恭弥の心配をしつつ、彼らに逃げてくれと請うのは矛盾しているのかもしれない。
こういうのをジレンマっていうだ。
でも、ここで彼らを見捨てたならば、私は『あのとき』と同じ後悔をする。

「内藤さん。内藤さんが気にしなくていいよ。俺たちがなんとかするから、さ……」

無責任で頼りない言い草だと、否定しようとしたけれど、沢田君は瞳に決意を据えていた。
そこには、入学当初『ダメツナ』と呼ばれていた面影などなかった。
かわりに、たくましい表情がある。
ああ、彼は変わったのだ。

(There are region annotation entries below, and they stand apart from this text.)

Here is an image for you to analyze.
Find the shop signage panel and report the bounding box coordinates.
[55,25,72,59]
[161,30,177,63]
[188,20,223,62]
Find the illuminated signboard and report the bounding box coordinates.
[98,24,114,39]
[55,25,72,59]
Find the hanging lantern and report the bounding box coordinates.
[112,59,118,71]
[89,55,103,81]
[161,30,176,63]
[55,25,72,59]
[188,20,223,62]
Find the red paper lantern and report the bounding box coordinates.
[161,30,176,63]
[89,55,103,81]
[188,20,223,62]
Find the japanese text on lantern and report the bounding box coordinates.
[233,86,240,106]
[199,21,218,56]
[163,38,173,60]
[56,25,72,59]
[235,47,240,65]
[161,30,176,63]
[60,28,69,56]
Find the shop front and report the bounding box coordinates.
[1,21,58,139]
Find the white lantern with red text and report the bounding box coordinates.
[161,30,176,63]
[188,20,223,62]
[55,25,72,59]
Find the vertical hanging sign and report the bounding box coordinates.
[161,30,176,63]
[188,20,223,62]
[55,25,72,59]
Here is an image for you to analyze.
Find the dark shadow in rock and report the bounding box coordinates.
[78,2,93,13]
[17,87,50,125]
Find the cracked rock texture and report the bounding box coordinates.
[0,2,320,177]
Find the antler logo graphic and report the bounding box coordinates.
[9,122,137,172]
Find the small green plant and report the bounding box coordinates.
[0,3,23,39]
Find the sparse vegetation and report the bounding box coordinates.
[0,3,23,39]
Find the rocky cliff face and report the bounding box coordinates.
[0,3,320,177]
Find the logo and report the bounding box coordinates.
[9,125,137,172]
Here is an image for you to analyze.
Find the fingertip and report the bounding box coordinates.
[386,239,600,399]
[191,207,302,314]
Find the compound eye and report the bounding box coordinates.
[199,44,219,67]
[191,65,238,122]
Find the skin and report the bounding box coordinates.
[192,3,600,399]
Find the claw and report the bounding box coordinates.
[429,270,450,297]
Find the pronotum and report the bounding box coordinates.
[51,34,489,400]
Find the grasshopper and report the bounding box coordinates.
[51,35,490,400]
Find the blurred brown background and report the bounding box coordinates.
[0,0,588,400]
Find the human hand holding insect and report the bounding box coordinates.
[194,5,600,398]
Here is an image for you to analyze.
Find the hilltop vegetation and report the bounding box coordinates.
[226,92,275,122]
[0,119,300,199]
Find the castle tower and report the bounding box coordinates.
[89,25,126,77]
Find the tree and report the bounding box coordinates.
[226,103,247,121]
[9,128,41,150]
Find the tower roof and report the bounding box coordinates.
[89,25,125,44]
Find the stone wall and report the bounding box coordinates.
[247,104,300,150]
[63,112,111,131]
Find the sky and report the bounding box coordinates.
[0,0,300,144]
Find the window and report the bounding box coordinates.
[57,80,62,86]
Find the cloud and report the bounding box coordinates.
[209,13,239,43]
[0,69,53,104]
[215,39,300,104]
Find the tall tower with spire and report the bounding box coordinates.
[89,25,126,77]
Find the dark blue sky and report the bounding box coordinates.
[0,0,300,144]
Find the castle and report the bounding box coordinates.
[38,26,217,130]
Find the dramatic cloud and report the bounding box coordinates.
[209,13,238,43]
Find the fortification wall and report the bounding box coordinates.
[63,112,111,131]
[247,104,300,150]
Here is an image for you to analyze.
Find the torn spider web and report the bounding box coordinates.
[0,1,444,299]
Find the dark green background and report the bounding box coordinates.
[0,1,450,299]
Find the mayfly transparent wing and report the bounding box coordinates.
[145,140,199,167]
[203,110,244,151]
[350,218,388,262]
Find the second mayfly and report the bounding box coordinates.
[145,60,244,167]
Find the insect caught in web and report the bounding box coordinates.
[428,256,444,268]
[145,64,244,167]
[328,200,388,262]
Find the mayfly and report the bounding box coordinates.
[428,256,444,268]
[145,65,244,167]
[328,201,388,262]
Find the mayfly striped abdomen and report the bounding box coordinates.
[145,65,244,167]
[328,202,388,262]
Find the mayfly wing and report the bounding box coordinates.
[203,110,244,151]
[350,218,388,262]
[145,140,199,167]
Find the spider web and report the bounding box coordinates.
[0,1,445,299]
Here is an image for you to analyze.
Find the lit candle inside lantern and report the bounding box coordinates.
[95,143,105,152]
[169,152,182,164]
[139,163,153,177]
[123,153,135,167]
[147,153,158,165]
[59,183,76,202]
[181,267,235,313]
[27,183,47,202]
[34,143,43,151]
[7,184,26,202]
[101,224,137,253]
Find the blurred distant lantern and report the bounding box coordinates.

頼れる男の子になっていたのだ。
真摯な視線を受けて、頭ごなしに否定できなくなる。

「勝てるつもり、なの?」
「テメーに心配されるようなことじゃねえんだよ」

うざったそうに、獄寺君までそんなことを言う。
山本君はいつもの明るい笑顔で私の頭に手を載せた。

「かえで、俺たちを頼れって。な?」

罪悪感。助けてほしい。助かってほしい。頼りたい。縋りたい。
そんなふうに、数え切れない思いが胸を迫り上がってきて、
私は、ついに『縋る』を選択してしまった。
どうにかできるものならばしてほしい。
これは見てみぬふりではないのだ。
彼ら自身が選んだことなのだと言ってくれるから。
彼らの覚悟に見合う意志を、私も持とう。
もしも後悔することになっても、それくらいの罪悪は受け入れよう。
「わかった、まかせる」と一つ頷き、死なないでよと願った。